Herrjeh, habe jetzt doch zugeschlagen! Das hat man davon, wenn man dann doch in eines der Let´s Plays reinschaut: es juckt einen regelrecht in den Fingern...
Nach vier Stunden Spielzeit möchte ich meine ersten Eindrücke schildern. Bislang wurde ich jedenfalls nicht enttäuscht. Ich weiß nicht, ob hier schon eine Spoilerwarnung angebracht ist, da ich nur die Atmosphäre und Stimmung des Spiels bislang ansprechen will. Auf den Plot werde ich weitestgehend nicht eingehen, wo doch, setze ich natürlich Markierungen.

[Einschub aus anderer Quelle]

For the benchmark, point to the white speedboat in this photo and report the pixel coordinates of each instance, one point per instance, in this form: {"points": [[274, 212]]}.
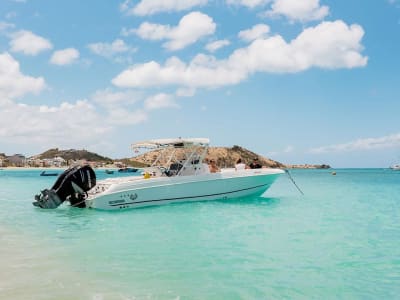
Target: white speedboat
{"points": [[395, 167], [178, 174]]}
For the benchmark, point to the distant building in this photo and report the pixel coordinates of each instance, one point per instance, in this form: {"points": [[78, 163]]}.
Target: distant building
{"points": [[17, 160]]}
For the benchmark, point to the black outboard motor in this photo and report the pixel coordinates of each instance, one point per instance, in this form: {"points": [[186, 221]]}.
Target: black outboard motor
{"points": [[71, 185]]}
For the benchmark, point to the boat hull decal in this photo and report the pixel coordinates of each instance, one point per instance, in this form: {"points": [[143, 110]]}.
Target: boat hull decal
{"points": [[192, 197]]}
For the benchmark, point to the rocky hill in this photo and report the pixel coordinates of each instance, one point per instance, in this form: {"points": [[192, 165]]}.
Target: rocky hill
{"points": [[73, 154], [225, 157]]}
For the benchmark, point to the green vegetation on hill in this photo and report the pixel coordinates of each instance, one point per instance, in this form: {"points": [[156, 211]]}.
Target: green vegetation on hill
{"points": [[73, 154]]}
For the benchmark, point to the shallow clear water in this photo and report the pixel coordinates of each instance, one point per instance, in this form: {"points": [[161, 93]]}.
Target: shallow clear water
{"points": [[341, 240]]}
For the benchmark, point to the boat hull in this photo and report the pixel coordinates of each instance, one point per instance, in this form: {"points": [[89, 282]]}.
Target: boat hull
{"points": [[164, 190]]}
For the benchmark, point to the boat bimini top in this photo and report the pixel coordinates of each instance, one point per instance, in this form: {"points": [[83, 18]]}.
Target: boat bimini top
{"points": [[176, 157], [177, 143]]}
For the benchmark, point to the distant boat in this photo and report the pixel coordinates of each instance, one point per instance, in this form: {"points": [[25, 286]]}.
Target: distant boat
{"points": [[48, 174], [126, 170]]}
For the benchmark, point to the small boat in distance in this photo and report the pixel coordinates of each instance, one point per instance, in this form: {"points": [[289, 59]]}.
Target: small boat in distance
{"points": [[181, 177], [48, 174], [127, 170]]}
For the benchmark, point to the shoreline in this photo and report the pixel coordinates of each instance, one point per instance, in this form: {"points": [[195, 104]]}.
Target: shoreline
{"points": [[49, 168]]}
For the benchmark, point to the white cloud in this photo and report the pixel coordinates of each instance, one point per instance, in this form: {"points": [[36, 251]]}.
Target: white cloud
{"points": [[149, 7], [191, 28], [109, 50], [256, 32], [13, 83], [121, 116], [295, 10], [328, 45], [64, 57], [248, 3], [160, 101], [390, 141], [110, 98], [4, 26], [185, 92], [21, 123], [29, 43], [214, 46]]}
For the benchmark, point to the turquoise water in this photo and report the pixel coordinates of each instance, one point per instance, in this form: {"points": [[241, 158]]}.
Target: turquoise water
{"points": [[341, 240]]}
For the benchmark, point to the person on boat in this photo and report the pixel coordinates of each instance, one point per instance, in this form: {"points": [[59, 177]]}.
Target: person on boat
{"points": [[255, 164], [240, 165], [213, 166]]}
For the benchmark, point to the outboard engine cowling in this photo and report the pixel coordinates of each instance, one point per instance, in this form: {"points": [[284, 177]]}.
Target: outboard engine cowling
{"points": [[71, 185]]}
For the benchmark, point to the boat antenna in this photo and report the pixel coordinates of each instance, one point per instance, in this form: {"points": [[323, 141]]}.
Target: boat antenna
{"points": [[294, 182]]}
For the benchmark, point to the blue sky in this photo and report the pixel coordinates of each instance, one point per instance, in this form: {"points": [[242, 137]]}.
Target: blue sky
{"points": [[298, 81]]}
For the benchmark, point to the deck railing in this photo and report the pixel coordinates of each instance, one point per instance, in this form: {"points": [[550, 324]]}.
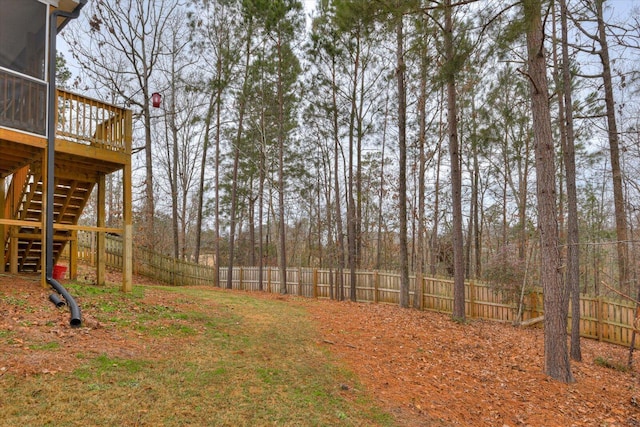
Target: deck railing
{"points": [[91, 122], [83, 120], [23, 103]]}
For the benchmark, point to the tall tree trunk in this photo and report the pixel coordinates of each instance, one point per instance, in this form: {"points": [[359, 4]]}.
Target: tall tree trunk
{"points": [[556, 299], [336, 167], [402, 184], [201, 180], [379, 244], [573, 251], [236, 158], [351, 204], [281, 138], [614, 148], [422, 141], [456, 176]]}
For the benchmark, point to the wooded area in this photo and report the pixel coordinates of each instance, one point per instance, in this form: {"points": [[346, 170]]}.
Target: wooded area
{"points": [[484, 140], [606, 319]]}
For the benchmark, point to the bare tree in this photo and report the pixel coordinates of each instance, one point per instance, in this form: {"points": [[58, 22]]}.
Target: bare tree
{"points": [[556, 301], [121, 52]]}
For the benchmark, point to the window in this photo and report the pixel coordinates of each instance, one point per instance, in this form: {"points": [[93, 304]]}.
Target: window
{"points": [[23, 48], [23, 37]]}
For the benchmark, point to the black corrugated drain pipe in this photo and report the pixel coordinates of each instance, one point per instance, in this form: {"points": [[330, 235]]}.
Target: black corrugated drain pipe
{"points": [[76, 317]]}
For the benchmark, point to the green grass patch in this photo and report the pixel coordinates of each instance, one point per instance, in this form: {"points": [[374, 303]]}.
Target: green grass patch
{"points": [[53, 345], [227, 360], [611, 364]]}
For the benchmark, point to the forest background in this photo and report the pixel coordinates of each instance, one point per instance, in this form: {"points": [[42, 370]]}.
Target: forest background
{"points": [[384, 134]]}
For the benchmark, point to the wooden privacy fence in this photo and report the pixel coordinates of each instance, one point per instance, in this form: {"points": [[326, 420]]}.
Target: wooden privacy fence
{"points": [[601, 318]]}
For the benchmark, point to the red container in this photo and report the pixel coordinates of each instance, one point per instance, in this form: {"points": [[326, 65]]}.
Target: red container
{"points": [[59, 271]]}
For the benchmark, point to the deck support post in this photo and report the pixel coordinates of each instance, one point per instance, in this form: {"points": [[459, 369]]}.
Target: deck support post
{"points": [[101, 252]]}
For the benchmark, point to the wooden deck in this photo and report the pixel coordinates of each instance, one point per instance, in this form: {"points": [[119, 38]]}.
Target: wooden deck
{"points": [[93, 139]]}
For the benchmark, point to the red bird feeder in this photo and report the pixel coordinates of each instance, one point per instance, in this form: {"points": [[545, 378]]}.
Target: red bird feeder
{"points": [[156, 98]]}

Setting, Umgebung und Atmosphäre:
Das Spiel lässt sich am Anfang ausgesprochen viel Zeit, was angesichts des Settings keine falsche Entscheidung ist. Wer die Spielwelten eines System Shock 1 und 2 sowie Bioshocks aufgrund ihres fantastischen Designs mochte, wird sich bei Alien: Isolation (fast) wie zuhause fühlen. Innenarchitektur und Gestaltung der Raumstation "Sevastopol" sind wirklich ausgezeichnet geworden. Die Atmosphäre der fast verlassenen Stadt im All ist auch ohne das Alien zum Schneiden; hier ist einiges schief gelaufen, und das nicht erst seit gestern. Was einmal ein blühender Handels- und Reisestandort für 5000 ständige Bewohner war, ist nur noch eine Schatten seiner selbst. Einst geführt von einer aufstrebenden Firma in der Zeit der menschlichen Raumkolonisation, jetzt nur noch eine gewaltige Konkursmasse: Großkonzerne wie Weyland-Yutani dominieren inzwischen die Raumfahrt und die dafür nötigen Technologien, und die Betreiberfirma von Sevastopol, Seegson, zog am Ende den Kürzeren. Die Station wurde mehr oder minder abgeschrieben, und jeder, der konnte, hat sie längst fluchtartig verlassen. Die wenigen Menschen, die dort noch verweilen, wurden sich selbst überlassen. Die Andockrampen sind defekt, das Personal fast vollständig evakuiert, und sämtliche Flüge des verwaisten Raumflughafens gestrichen. Wer kurz nach seiner Ankunft das Terminal des Raumhafens betritt, fühlt sich direkt an die Unterwasserstadt "Rapture" aus Bioshock erinnert: Auch auf Sevastopol ist eine kleine Utopie mächtig den Bach runtergegangen. Wer erinnert sich noch an die Szene aus Bioshock, als man das erste Mal aus einem der großen Fenster blickte und plötzlich das Wrack des Flugzeugs herunterkrachte? Eine ähnliche Szene gibt es in A:I zu sehen, wenn auch wesentlich ruhiger, nachdem man das erste Mal den Passagierbereich des Flughafens betritt. Eine beklemmende Stimmung macht sich sofort breit.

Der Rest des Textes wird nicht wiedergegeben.